ヨシムラの日常日記

自分らしく、ゆっくり歩いて行こう

中期中絶を選択すること④

 

 疾患も持つと想定して妊活するのも正直、どうかな…と言う考えもありますが。

 今は医療が進歩し、どんな低体重出生や重い心疾患があったとしても、治療ができる世の中です。どんな病気でも出生率が上がっているのは確か。心構えというか、疾患を持つ子供を育てても幸せなんだってことを、そんな幸せな家族のことをもっと知りたいと考えています。

 

 産まれるなら、健康で産まれてほしい。

 健康に育ってほしいと思うのは当たり前の感情ですが、障害の差別というか偏見も、失くしていきたいと考えています。

 

 しかし、子供が欲しいと思う反面、妊娠が怖い。

 私なんかが、息子の命を諦めようと思った自分が、また新しい命を望んでいいのだろうか?と葛藤もしました。

 

 

 

 出産してから1ヶ月経過した頃、私は突然「死にたい」と言う衝動に駆られたんです。

 

 胎盤が排出しきれず、胎盤ポリープが形成してしまい、大出血のリスクがあると医師から説明を受けた頃です。

 出血が止まらなかったら、子宮全摘になる可能性があり、そうなるともう二度と子供が授からない体になると。

 過度な運動をしないよう生活を変えなくてはいけなくなりました。

 

 

 これは罰じゃないかと、夜な夜な私は思い込みました。

 我が子を殺そうとした自分に、神様が罰を与えたのでは。

 このまま、子供ができない体になる。むしろ、大出血をして死ぬ可能性だってある。

 

 そんなリスクを負って当然だと。

 早く死んでしまえばいい、と。

 

 とんでもない罪悪感が湧き上がり、こんな自分なんか母親になる資格なんてない、と思い込みました。

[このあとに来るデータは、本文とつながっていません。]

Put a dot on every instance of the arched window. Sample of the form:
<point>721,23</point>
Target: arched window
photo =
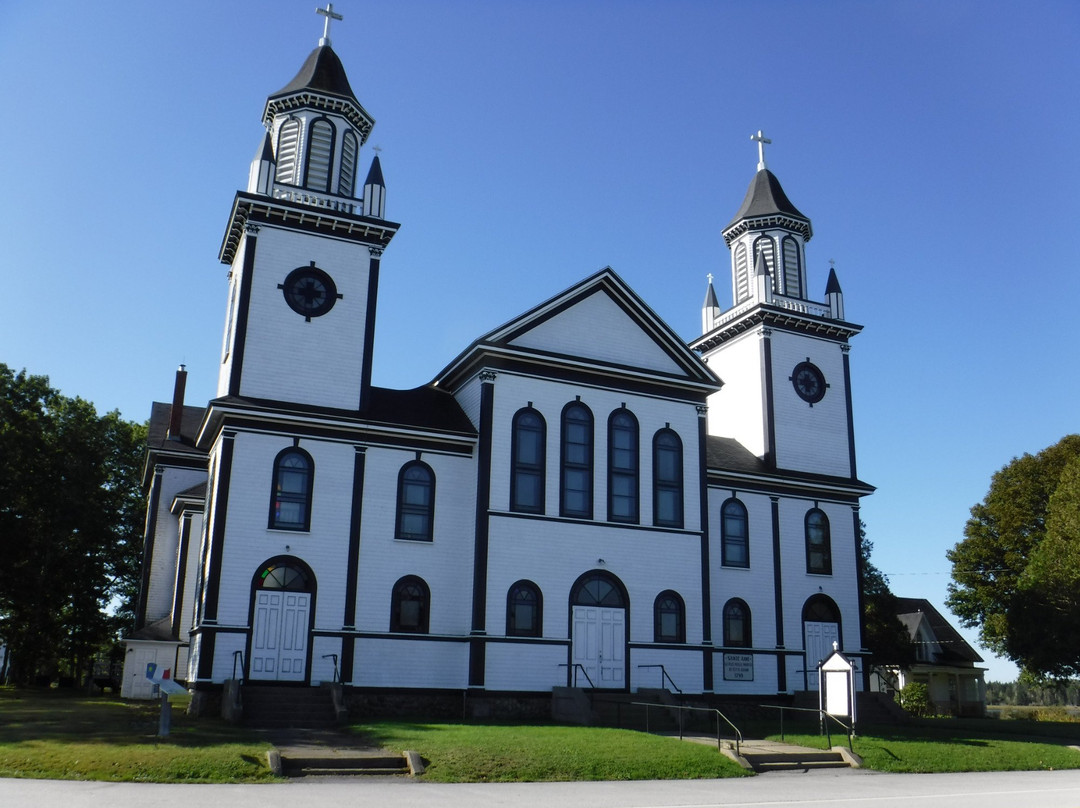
<point>819,542</point>
<point>742,274</point>
<point>669,618</point>
<point>666,479</point>
<point>793,285</point>
<point>598,589</point>
<point>737,628</point>
<point>320,156</point>
<point>347,183</point>
<point>416,501</point>
<point>577,462</point>
<point>622,467</point>
<point>291,496</point>
<point>409,605</point>
<point>734,535</point>
<point>288,140</point>
<point>524,610</point>
<point>528,458</point>
<point>765,245</point>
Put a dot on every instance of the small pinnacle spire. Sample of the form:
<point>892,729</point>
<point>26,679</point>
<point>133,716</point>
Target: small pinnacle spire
<point>761,140</point>
<point>329,14</point>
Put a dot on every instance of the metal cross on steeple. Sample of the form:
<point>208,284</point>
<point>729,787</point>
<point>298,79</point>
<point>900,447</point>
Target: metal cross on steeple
<point>329,14</point>
<point>761,140</point>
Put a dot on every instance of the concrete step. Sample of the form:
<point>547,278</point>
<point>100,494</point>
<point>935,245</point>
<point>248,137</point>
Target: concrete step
<point>795,761</point>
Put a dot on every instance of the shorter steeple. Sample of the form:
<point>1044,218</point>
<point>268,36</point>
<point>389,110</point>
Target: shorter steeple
<point>711,309</point>
<point>375,191</point>
<point>834,296</point>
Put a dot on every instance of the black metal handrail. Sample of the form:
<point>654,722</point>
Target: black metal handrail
<point>663,672</point>
<point>578,667</point>
<point>716,712</point>
<point>334,657</point>
<point>241,655</point>
<point>822,723</point>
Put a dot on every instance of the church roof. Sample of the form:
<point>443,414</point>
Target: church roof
<point>955,648</point>
<point>427,407</point>
<point>322,71</point>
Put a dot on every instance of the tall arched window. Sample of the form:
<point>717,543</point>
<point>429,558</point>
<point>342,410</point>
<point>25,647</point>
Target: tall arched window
<point>734,535</point>
<point>291,496</point>
<point>576,496</point>
<point>409,605</point>
<point>669,618</point>
<point>320,156</point>
<point>622,467</point>
<point>742,274</point>
<point>667,479</point>
<point>288,140</point>
<point>347,184</point>
<point>819,542</point>
<point>528,457</point>
<point>793,285</point>
<point>737,627</point>
<point>524,610</point>
<point>765,245</point>
<point>416,501</point>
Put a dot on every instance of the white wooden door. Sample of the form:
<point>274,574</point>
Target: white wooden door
<point>280,635</point>
<point>599,645</point>
<point>819,645</point>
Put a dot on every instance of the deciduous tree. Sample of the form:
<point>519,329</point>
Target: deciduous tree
<point>1015,574</point>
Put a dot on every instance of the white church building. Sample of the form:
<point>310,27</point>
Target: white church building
<point>578,498</point>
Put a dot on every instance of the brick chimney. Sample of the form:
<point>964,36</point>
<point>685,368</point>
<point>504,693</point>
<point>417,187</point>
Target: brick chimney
<point>176,414</point>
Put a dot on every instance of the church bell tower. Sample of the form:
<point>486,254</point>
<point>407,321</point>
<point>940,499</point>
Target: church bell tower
<point>304,244</point>
<point>783,357</point>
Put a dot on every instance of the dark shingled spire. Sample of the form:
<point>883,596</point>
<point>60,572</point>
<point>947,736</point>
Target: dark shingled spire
<point>375,173</point>
<point>766,198</point>
<point>833,286</point>
<point>322,71</point>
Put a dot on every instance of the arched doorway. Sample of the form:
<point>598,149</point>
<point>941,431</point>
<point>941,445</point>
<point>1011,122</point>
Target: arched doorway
<point>282,593</point>
<point>821,628</point>
<point>598,609</point>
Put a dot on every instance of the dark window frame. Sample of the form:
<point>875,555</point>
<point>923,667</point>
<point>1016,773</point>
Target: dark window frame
<point>279,496</point>
<point>673,486</point>
<point>624,422</point>
<point>406,508</point>
<point>520,469</point>
<point>419,592</point>
<point>747,624</point>
<point>514,596</point>
<point>821,544</point>
<point>729,540</point>
<point>567,467</point>
<point>669,602</point>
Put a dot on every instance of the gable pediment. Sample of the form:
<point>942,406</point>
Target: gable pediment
<point>599,322</point>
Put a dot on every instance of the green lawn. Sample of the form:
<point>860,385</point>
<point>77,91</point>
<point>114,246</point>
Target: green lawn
<point>62,736</point>
<point>511,753</point>
<point>959,745</point>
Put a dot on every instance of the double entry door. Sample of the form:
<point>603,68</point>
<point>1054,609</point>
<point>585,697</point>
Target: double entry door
<point>599,645</point>
<point>280,635</point>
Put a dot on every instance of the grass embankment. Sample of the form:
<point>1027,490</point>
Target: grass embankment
<point>62,736</point>
<point>493,753</point>
<point>943,745</point>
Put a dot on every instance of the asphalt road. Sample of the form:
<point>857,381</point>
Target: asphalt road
<point>831,788</point>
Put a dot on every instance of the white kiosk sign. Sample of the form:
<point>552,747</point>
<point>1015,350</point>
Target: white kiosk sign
<point>739,667</point>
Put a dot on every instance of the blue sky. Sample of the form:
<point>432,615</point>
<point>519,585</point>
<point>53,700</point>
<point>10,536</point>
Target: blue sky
<point>526,145</point>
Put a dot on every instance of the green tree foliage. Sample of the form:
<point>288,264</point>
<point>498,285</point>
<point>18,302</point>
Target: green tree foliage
<point>70,524</point>
<point>885,636</point>
<point>1016,574</point>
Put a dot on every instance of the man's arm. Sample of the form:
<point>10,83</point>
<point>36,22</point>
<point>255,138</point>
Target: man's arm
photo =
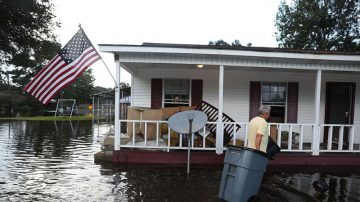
<point>258,141</point>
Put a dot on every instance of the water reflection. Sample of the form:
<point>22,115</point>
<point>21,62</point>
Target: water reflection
<point>53,161</point>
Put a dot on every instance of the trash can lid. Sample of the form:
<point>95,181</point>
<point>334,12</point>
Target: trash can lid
<point>249,149</point>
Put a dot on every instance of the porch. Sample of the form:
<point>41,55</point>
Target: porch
<point>233,79</point>
<point>305,138</point>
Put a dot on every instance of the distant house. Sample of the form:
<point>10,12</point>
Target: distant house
<point>314,95</point>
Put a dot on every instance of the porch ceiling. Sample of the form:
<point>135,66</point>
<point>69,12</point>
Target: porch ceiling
<point>183,56</point>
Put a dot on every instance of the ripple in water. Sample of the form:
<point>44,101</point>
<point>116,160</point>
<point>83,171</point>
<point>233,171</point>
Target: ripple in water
<point>53,161</point>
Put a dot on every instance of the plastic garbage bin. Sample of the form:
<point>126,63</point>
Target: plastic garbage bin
<point>242,173</point>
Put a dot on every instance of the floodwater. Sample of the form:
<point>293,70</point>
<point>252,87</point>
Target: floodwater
<point>53,161</point>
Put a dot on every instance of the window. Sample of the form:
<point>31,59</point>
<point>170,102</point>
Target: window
<point>274,94</point>
<point>176,92</point>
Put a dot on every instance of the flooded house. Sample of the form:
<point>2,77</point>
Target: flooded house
<point>314,96</point>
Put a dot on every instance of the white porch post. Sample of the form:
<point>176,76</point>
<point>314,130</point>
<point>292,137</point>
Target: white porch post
<point>117,105</point>
<point>316,139</point>
<point>220,125</point>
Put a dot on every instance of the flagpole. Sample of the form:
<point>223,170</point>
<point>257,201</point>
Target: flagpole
<point>100,56</point>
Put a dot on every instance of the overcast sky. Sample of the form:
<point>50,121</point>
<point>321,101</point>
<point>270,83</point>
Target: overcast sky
<point>165,21</point>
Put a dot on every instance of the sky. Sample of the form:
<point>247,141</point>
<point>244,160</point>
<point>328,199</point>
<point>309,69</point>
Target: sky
<point>164,21</point>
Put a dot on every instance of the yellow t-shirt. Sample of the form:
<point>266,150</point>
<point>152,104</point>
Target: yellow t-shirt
<point>258,125</point>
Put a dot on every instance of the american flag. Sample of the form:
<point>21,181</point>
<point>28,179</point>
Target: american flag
<point>77,55</point>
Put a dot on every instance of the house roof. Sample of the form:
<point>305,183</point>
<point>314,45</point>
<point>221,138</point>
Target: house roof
<point>134,56</point>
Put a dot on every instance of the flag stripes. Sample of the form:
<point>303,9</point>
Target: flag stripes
<point>63,69</point>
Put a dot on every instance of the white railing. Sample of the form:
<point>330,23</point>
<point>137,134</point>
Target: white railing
<point>310,138</point>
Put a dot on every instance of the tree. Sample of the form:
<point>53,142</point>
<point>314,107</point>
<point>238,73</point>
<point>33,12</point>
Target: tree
<point>319,25</point>
<point>27,40</point>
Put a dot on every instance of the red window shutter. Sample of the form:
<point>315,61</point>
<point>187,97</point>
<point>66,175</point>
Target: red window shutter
<point>292,102</point>
<point>196,92</point>
<point>156,93</point>
<point>255,98</point>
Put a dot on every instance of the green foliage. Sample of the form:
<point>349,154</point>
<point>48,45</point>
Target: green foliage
<point>319,25</point>
<point>27,40</point>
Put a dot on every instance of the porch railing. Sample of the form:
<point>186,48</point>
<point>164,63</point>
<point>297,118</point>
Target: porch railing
<point>305,138</point>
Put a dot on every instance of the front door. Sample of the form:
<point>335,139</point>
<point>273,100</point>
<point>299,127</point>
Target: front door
<point>339,107</point>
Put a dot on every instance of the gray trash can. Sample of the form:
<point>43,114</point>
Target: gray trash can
<point>242,173</point>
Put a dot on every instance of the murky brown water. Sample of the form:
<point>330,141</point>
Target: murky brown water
<point>53,161</point>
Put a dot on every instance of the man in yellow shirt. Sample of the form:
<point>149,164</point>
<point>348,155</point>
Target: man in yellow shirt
<point>258,133</point>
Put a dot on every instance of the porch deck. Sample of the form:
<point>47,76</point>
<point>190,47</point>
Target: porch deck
<point>297,149</point>
<point>328,161</point>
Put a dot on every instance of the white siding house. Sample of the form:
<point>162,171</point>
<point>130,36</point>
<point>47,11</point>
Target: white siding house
<point>326,84</point>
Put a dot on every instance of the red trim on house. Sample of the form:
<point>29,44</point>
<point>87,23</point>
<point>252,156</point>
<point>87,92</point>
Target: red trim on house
<point>327,161</point>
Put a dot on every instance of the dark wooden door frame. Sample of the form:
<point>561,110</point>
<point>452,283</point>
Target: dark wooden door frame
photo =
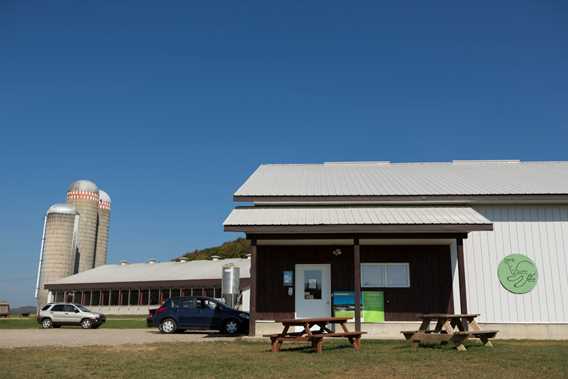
<point>357,282</point>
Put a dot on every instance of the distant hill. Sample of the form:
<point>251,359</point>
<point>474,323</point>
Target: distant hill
<point>238,248</point>
<point>25,309</point>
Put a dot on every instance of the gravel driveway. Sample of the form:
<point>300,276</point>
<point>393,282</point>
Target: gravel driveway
<point>112,337</point>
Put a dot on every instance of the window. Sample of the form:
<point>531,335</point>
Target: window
<point>124,297</point>
<point>69,308</point>
<point>312,285</point>
<point>187,303</point>
<point>58,308</point>
<point>134,294</point>
<point>144,297</point>
<point>96,298</point>
<point>87,300</point>
<point>114,297</point>
<point>217,293</point>
<point>154,297</point>
<point>385,275</point>
<point>104,297</point>
<point>165,294</point>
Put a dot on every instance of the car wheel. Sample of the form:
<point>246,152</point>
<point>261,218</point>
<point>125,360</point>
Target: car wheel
<point>168,326</point>
<point>86,324</point>
<point>46,323</point>
<point>231,326</point>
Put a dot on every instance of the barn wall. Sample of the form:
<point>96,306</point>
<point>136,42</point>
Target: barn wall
<point>541,233</point>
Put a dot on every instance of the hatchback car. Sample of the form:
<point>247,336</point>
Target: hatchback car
<point>56,315</point>
<point>199,313</point>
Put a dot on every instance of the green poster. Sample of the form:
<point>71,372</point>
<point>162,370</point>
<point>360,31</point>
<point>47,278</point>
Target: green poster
<point>373,306</point>
<point>517,273</point>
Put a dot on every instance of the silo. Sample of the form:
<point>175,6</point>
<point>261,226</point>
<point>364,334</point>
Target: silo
<point>103,229</point>
<point>84,196</point>
<point>58,247</point>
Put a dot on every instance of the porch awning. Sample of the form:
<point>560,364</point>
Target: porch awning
<point>355,219</point>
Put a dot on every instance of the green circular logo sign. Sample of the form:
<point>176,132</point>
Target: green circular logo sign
<point>517,273</point>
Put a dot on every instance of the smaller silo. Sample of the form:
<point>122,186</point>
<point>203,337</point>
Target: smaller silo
<point>58,247</point>
<point>84,196</point>
<point>101,251</point>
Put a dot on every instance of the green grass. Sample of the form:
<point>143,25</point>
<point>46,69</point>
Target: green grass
<point>112,323</point>
<point>392,359</point>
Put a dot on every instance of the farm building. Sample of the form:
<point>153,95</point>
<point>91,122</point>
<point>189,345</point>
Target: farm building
<point>384,242</point>
<point>133,288</point>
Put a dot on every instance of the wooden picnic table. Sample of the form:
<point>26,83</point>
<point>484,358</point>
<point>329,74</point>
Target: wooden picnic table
<point>455,328</point>
<point>317,336</point>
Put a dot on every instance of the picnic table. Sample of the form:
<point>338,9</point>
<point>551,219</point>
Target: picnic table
<point>455,328</point>
<point>317,336</point>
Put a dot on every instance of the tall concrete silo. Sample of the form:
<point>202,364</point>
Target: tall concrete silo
<point>58,246</point>
<point>103,229</point>
<point>84,196</point>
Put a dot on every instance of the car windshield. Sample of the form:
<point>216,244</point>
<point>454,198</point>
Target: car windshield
<point>82,308</point>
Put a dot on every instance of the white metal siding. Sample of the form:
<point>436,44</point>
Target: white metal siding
<point>541,233</point>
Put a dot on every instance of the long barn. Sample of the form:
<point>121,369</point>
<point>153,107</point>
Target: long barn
<point>133,288</point>
<point>384,242</point>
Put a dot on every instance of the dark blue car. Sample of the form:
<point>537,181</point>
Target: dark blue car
<point>199,313</point>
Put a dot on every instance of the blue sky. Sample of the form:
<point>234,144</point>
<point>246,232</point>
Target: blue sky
<point>170,106</point>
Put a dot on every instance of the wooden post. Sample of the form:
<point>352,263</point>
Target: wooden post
<point>253,281</point>
<point>357,283</point>
<point>461,273</point>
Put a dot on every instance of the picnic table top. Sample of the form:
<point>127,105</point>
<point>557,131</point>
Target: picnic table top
<point>302,321</point>
<point>449,315</point>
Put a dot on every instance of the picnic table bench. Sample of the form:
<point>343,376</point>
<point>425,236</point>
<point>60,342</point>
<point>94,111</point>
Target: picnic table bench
<point>455,328</point>
<point>316,337</point>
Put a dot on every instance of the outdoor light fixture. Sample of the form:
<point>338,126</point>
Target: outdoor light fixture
<point>337,252</point>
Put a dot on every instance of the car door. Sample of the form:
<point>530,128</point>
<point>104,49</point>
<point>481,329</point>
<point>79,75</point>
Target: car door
<point>72,314</point>
<point>58,313</point>
<point>188,313</point>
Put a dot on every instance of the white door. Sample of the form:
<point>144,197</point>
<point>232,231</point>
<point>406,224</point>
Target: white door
<point>313,290</point>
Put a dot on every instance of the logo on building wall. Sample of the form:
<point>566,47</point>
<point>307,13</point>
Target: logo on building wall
<point>517,273</point>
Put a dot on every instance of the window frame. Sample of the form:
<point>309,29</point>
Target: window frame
<point>386,265</point>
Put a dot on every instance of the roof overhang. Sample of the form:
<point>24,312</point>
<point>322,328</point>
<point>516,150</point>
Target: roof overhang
<point>353,219</point>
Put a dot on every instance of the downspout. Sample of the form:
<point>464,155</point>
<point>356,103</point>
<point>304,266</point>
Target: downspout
<point>40,257</point>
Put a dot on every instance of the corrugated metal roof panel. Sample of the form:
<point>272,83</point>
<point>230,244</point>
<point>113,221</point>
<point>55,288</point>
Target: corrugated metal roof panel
<point>163,271</point>
<point>371,179</point>
<point>371,215</point>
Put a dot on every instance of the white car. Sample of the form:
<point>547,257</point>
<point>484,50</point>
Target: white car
<point>57,314</point>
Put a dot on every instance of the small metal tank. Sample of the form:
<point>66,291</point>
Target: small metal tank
<point>231,280</point>
<point>101,250</point>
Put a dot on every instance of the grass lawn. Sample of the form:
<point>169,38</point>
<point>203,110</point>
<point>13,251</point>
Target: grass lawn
<point>243,359</point>
<point>112,323</point>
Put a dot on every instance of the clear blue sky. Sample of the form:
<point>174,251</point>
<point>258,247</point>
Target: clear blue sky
<point>169,106</point>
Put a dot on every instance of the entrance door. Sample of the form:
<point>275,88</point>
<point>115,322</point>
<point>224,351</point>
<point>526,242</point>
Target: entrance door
<point>313,290</point>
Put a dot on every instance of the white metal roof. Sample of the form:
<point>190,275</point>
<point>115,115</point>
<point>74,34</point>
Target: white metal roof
<point>391,179</point>
<point>154,272</point>
<point>368,215</point>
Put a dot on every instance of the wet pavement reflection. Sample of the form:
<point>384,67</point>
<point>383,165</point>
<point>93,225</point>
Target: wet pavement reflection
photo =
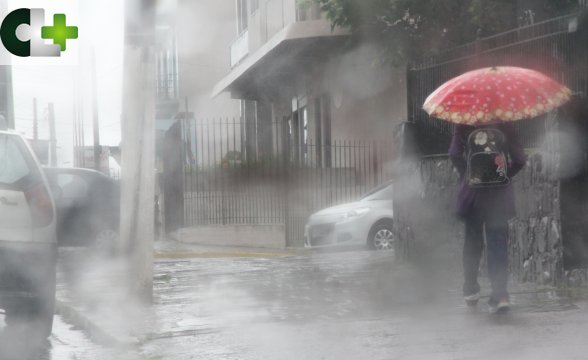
<point>340,305</point>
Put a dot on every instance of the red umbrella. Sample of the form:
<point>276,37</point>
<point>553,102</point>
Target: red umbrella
<point>495,95</point>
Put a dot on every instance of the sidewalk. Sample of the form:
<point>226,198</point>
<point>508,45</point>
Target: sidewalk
<point>91,291</point>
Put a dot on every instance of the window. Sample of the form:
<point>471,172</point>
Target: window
<point>254,5</point>
<point>14,164</point>
<point>242,16</point>
<point>72,186</point>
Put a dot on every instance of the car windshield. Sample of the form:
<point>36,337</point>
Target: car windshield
<point>383,192</point>
<point>14,161</point>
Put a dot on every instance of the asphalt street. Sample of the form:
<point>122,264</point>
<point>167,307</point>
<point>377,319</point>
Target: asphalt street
<point>338,305</point>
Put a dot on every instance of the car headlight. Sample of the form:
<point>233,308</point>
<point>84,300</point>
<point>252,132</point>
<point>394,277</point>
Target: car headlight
<point>356,213</point>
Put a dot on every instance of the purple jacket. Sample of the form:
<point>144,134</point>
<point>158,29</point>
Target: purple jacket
<point>495,203</point>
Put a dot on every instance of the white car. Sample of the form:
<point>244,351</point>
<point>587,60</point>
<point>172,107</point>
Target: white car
<point>28,247</point>
<point>366,221</point>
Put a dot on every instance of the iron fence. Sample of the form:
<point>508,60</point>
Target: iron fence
<point>556,47</point>
<point>271,176</point>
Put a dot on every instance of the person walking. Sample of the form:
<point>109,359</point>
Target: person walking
<point>485,212</point>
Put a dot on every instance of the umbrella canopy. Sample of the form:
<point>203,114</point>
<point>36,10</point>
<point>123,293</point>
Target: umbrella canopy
<point>495,95</point>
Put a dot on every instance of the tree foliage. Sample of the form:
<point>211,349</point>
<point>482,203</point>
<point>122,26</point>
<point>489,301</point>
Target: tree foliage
<point>411,29</point>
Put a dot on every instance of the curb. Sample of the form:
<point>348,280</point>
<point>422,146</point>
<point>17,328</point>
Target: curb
<point>217,254</point>
<point>76,318</point>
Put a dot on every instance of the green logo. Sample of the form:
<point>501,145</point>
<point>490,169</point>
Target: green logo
<point>24,41</point>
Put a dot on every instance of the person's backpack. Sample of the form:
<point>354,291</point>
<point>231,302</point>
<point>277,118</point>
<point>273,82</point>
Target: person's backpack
<point>486,157</point>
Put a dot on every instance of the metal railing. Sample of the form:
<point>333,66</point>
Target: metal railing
<point>231,178</point>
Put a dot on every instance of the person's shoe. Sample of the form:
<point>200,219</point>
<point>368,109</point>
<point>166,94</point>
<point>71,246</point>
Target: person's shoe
<point>472,300</point>
<point>500,307</point>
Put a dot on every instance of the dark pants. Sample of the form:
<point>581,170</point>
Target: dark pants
<point>496,253</point>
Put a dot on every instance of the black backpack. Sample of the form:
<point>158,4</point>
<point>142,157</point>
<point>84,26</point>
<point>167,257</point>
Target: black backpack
<point>486,157</point>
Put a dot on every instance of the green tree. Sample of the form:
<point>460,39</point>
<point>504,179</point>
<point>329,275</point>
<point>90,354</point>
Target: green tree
<point>411,29</point>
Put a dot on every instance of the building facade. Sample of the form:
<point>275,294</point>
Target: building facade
<point>301,83</point>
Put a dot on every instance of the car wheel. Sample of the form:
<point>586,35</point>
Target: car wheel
<point>105,239</point>
<point>34,314</point>
<point>382,237</point>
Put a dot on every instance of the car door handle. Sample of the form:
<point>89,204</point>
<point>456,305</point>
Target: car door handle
<point>5,201</point>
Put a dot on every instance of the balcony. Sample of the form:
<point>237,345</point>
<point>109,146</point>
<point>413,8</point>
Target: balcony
<point>240,48</point>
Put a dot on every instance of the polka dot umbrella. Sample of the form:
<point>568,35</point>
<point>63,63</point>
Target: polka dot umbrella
<point>495,95</point>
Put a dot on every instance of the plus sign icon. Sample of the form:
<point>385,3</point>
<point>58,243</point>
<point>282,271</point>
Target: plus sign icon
<point>24,33</point>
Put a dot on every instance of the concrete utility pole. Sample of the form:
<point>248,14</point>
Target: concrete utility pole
<point>52,136</point>
<point>95,122</point>
<point>138,146</point>
<point>35,121</point>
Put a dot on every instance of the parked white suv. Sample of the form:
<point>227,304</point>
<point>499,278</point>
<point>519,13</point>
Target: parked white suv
<point>28,247</point>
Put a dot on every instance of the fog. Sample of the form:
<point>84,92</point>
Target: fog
<point>238,124</point>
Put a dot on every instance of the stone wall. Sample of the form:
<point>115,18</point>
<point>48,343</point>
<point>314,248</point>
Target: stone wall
<point>431,234</point>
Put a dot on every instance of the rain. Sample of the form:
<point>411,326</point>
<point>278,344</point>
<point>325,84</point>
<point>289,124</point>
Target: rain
<point>293,179</point>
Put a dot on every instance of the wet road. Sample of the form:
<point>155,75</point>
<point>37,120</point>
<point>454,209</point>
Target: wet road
<point>66,342</point>
<point>352,305</point>
<point>345,305</point>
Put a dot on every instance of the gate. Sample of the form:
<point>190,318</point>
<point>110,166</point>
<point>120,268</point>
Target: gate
<point>232,180</point>
<point>548,236</point>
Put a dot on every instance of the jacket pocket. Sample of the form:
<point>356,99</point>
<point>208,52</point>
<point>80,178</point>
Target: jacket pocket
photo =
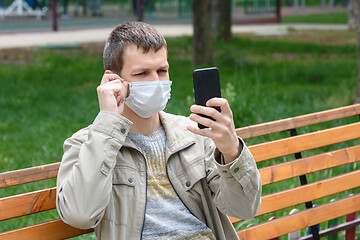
<point>193,173</point>
<point>121,206</point>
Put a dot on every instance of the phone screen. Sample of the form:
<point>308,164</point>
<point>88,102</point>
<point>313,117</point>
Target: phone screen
<point>206,86</point>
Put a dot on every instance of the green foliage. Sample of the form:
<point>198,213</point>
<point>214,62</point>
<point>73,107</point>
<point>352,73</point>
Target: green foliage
<point>44,101</point>
<point>322,18</point>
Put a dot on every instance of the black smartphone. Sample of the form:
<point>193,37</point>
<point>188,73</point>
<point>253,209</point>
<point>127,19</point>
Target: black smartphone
<point>206,86</point>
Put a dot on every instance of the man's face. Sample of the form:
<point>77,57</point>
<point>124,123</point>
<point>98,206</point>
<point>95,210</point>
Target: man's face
<point>140,67</point>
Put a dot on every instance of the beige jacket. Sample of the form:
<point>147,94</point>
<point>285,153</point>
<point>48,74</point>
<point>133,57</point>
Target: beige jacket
<point>102,179</point>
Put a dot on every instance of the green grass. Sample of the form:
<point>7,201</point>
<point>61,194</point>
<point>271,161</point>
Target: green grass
<point>321,18</point>
<point>50,97</point>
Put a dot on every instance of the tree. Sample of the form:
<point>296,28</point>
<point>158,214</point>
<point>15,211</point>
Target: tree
<point>351,20</point>
<point>222,20</point>
<point>355,8</point>
<point>202,32</point>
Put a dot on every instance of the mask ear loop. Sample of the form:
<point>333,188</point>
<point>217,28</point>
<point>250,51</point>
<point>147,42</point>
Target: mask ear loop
<point>130,96</point>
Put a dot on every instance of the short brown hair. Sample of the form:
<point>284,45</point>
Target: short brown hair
<point>138,33</point>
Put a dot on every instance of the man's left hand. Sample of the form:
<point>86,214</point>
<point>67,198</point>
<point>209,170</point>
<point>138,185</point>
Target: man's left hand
<point>221,131</point>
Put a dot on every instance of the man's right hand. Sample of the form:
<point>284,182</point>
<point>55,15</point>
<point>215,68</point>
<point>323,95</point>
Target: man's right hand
<point>112,92</point>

 新しい命を授かったとして、果たして天国にいる息子は喜ぶのだろうか?と。

 

 そんなドロドロした思考に気が狂いそうになりました。

 今思えば、女性ホルモンのバランスもあって何かに取り憑かれたようなマイナス

思考になっていたかもしれないです。 

 

 

 

 中絶はやはり「人殺し」であることは、間違いありません。

 その事実はふとした瞬間に自分を責め立て、前向きな思考を打ち消して、生きる気力を奪い、地獄の底に自分を追い詰めます。どんなに冷静になろうとしても、どんなに論理的な思考になろうとしても、誰がどんな慰めの言葉をかけても効果はない。

 それだけ、罪深いものであるのも事実。

 

 でもそれは逆に、我が子を愛している証拠だとも言えます。

 

 我が子のことが大好きだから、待ち望んだ命だから。

 一緒に暮らせることが楽しみだったから。

 だからこそ、怒りや絶望が沸き起こって、自分を責め立てる。

 

 でも、それを長期間続けて、歯止めが効かなくなると、それは心のリストカットと同じ。自分自身を切り刻んで、血塗れにして、痛々しい姿になっていく。

 

 

 そんな時、私は自分自身が胎児になったのを想像します。

 母親が泣く泣く中絶を選択して、ずっと後悔して自分を責めている姿を知ったなら。

 私は、これほど悲しいことはないし、母親に早く元気になって欲しいと願うと思います。自分が「呪縛」になって、母親を苦しめているなら、こんなに胸が裂かれることもない。

 

 怖いのは、自分の子のことを「失敗だった」と物のように扱い、すぐに忘れて無かったことにしてしまうこと。

 無関心が、私は一番怖い。

 

 

 毎日じゃなくてもいい。

 ふとした時に、思い出してくれて。

 また、自分のことを父や兄弟や、祖父母や、親戚や、友達にたまに話してくれたなら。

 それだけで、私は幸せだと思う。

 何より、母親に元気に生きて欲しい、幸せになって欲しいと願いたい。

 

 

 中期中絶を選択した過去は、変えられない。

 後悔するからこそ、罪悪感を抱くからこそ。

 だからこそ、自分も、家族も、友人も、他人の「命」も大事にしなくてはいけないと、私はとてもつもなく感じています。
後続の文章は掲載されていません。